YouTube: 3 a week (for generic videos, not a Web Show)

Blogs: Once a day.

Twitter for Business- social media tools

Branding is great but social media marketing can and should be used to generate sales. Yes, social media for businesses need to generate sales and leads.

Here are a few tips on how to use Twitter to generate sales.
It is all about the approach you have while using this social media tool.
Your approach should be to talk in ways that could generate questions that your services answer and to find which conversations happening on Twitter are worth having from a business perspective.
You are looking to discover customers evolving needs.

Ask questions that would reveal details about their need.
Don’t forget to have a call to action to connect prospects with your sales funnel. Do CTA’s only 2% of the time.

Provide a stream of useful content.
Send them to different, useful destinations but include your service among them every now and then.

The social media consultant trap

You probably noticed that there is a new social media marketing consultant born every minute, if not every second.
Sometimes it feels like everybody that knows how to add Facebook friends is becoming a social media expert.
This causes problems to both sides, clients and consultants. It is not because there is a lot of competition.

The client is in a trap because he cannot tell who really has the knowledge to help him, cannot tell if the person really understands marketing a business, ends up making a decision based on price and regrets this decision over time; besides the fact that he never gets the business results he was looking for at the beginning.

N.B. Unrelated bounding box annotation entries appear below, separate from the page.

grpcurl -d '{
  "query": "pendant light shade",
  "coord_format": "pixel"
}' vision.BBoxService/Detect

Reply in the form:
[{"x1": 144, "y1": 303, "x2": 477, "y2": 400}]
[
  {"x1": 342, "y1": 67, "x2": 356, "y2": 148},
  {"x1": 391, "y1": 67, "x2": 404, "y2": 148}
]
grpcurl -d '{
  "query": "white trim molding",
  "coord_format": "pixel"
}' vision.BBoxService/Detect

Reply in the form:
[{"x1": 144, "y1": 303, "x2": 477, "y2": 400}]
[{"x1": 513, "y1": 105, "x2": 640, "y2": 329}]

The new coach or consultant thinks this is the shiny thing to be in and to make a lot of money fast, focus on learning more and more tools and not marketing concepts and fails to realize that positioning himself as a social media expert will not lead to long lasting prosperity.

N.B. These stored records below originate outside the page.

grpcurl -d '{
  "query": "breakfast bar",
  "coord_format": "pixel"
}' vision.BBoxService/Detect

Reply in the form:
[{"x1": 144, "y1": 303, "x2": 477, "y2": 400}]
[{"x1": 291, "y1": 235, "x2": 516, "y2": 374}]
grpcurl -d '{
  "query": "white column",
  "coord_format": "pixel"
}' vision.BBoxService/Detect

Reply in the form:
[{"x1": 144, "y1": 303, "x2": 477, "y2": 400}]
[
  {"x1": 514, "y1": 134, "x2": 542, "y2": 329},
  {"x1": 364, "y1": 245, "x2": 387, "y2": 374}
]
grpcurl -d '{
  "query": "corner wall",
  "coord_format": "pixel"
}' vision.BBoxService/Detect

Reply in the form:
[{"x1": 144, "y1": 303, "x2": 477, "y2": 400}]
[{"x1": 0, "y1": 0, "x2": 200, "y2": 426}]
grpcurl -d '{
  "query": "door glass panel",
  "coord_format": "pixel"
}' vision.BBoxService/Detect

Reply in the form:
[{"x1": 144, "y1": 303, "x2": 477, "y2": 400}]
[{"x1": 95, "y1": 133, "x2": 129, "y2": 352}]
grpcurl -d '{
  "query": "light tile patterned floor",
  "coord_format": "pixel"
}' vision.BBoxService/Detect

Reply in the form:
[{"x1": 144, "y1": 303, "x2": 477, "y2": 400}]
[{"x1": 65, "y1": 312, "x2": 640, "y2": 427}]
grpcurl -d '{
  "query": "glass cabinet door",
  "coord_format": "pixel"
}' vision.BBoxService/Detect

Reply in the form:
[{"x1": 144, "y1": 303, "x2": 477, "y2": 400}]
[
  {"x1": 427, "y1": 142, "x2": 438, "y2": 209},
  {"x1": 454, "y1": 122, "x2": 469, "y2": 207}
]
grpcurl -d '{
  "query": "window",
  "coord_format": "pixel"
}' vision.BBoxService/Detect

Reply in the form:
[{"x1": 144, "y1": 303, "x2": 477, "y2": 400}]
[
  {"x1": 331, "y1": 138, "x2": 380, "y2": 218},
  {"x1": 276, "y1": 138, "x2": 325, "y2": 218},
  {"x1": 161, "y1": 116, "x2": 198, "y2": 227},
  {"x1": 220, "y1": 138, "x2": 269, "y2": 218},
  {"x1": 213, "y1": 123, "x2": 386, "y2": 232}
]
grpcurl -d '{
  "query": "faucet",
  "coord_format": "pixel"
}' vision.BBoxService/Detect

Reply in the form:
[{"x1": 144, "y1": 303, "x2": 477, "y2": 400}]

Social media is just a small piece of marketing. It is not isolated and will not work as the only form to market a business. Yes, social media marketing is important, can bring amazing results and can be very cost effective but is just one piece of the puzzle.

Besides, focusing only social media tools can turn a consultant into a glorified assistant and not into a solution provider. Failing to understand business and marketing strategies can make this disaster even bigger.

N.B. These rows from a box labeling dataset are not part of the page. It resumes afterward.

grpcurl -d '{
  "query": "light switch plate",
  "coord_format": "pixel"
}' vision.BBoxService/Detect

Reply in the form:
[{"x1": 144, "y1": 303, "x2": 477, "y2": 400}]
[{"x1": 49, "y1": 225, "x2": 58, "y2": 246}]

Good coaches and consultants train themselves to see the big picture for their client, a big picture that can be achieved, pin point gaps, bring new forms of revenue and have a structured process to do so. They also understand the need to mix online and offline marketing strategies. When it comes to social media tools, they understand the use of those tools from a marketing perspective, how to generate more awareness, sales and leads. It is way more than telling a company they need to be connected and transparent.

They also need to understand positioning and online optimization.

Unless they love to go from new thing to new thing like a monkey jumps from one tree to another.